For many years, the USDA has reported that average alfalfa yields have been flat since the 1980s. Over this period, we have seen fewer alfalfa acres being planted, alfalfa being planted in more marginal and less productive soils, and not being fertilized to maximize yield. In addition, the demand for better forage quality has intensified how the crop is managed, which also impacts forage yield.

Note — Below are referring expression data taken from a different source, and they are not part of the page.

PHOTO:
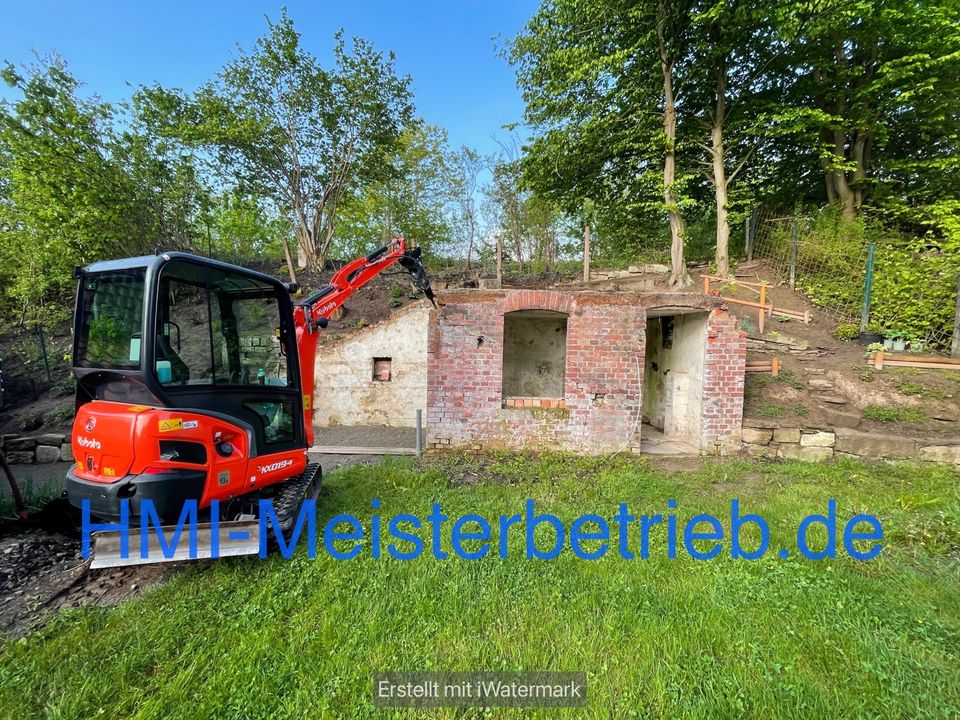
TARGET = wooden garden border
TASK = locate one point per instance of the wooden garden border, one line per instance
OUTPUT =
(771, 366)
(767, 310)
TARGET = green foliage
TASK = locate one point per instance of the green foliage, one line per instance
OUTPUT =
(237, 638)
(415, 201)
(882, 413)
(846, 331)
(65, 197)
(914, 281)
(294, 133)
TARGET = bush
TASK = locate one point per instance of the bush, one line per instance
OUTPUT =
(846, 331)
(892, 414)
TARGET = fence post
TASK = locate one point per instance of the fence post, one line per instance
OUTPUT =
(955, 348)
(43, 351)
(867, 288)
(419, 433)
(794, 240)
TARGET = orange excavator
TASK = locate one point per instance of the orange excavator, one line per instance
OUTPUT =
(195, 383)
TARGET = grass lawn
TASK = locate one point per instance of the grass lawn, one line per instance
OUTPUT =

As a perennial crop, it takes a longer period of time to bring a new alfalfa product to market as compared to corn and soybeans. Most people don’t realize that it can take 10 to 14 years to bring a new variety to market. This doesn’t mean there is no genetic yield gain. In early November, Steve Wagner, one of the DLF alfalfa breeders, presented a white paper at the World Alfalfa Conference in France called “Alfalfa Genetic Gain for Forage Yield Using Single-Cross Hybrid Progeny Testing.”
Steve Wagner, DLF
In his presentation, he shared some of the reasons why alfalfa lags behind other crops in yield advancements including:
- The challenge of improving the entire biomass of alfalfa versus allocation of assimilates to the grain of other crops
- The perennial nature of alfalfa requires breeding for more traits and significantly increases the testing resources required for breeding
- The industry has focused more on defensive traits like disease and pest resistance distracting from forage yield
- The autotetraploidy of alfalfa makes it more difficult to capitalize on heterosis (hybrid vigor) in alfalfa
- There are fewer companies and research programs with significant investment in alfalfa genetic improvement relative to other crops
In Steve’s presentation, he shared that over the past 13 years, the DLF alfalfa breeding team has been doing progeny testing to find and select the best parent plants to cross in order to have the greatest genetic gains that can be utilized to create new commercial varieties that are sold to farmers.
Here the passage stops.